Стоит предложить некий вариант будущего общественного устройства, с той или иной степенью наукообразной убедительности доказать его возможность и желательность — и, буде найдутся люди, для которых это будущее окажется эмоционально притягательным, которые захотят общими усилиями попытаться достичь его, все они окажутся братьями по этой новой вере, дающей, как и всякая чисто религиозная вера, столь необходимый индивидууму надындивидуальный смысл бытия. И если брат поведет себя по отношению к брату аморально, суперавторитет накажет: желаемое всеми братьями будущее может не сбыться.
Моральным стало то, что способствует как можно более быстрому приходу желаемого будущего, аморальным — все то, что этому приходу мешает. Этот подход, принявший чудовищные формы у большевиков и нацистов, кстати сказать, никуда не делся; в чуть приглушенном виде он полностью унаследован и демократами, строящими очередное светлое будущее тотального рынка.
Очень показательно, что эти, так сказать, религии третьего уровня возникли именно в христианском регионе, с одной стороны, знавшем только сверхъестественную опору морали, а с другой — докатившемся до массового безбожия. Дальнему Востоку новая секуляризованная этика была ни к чему, она испокон веков там существовала, разработанная еще конфуцианством, и опиралась на двуединый посюсторонний суперавторитет государство/семья. Мусульманскому региону секуляризованная этика тоже была не нужна — там не произошло обвальной атеизации.

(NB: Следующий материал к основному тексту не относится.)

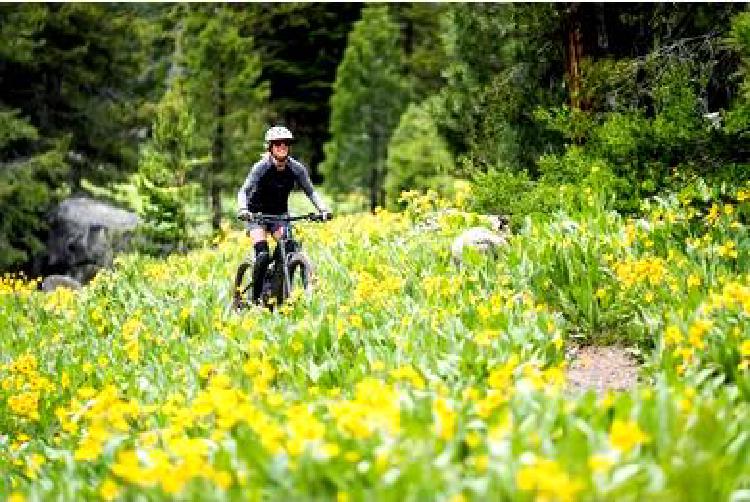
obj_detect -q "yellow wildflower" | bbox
[609,420,649,453]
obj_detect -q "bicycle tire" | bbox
[284,252,315,299]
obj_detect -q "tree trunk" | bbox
[565,3,583,110]
[209,72,227,231]
[370,134,380,213]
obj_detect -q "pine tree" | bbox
[135,80,197,253]
[321,6,405,210]
[0,3,153,189]
[0,4,68,270]
[385,103,454,207]
[183,4,268,230]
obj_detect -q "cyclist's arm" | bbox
[237,159,268,210]
[290,159,330,212]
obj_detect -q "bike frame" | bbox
[244,213,323,298]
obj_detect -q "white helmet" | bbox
[264,126,294,150]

А вот европейская цивилизация оказалась в безвыходном положении; кружить по плоскости стало уже негде, пришлось вспрыгивать на новую ступень — а там, разумеется, поджидали новые проблемы. Как и при всяком качественном скачке, предвидеть их заранее было невозможно. И тем более невозможно было разработать заблаговременно методики их разрешения.
Кстати, и серьезная фантастика — тоже практически исключительно детище христианского культурного региона. По-моему, это не может быть простым совпадением.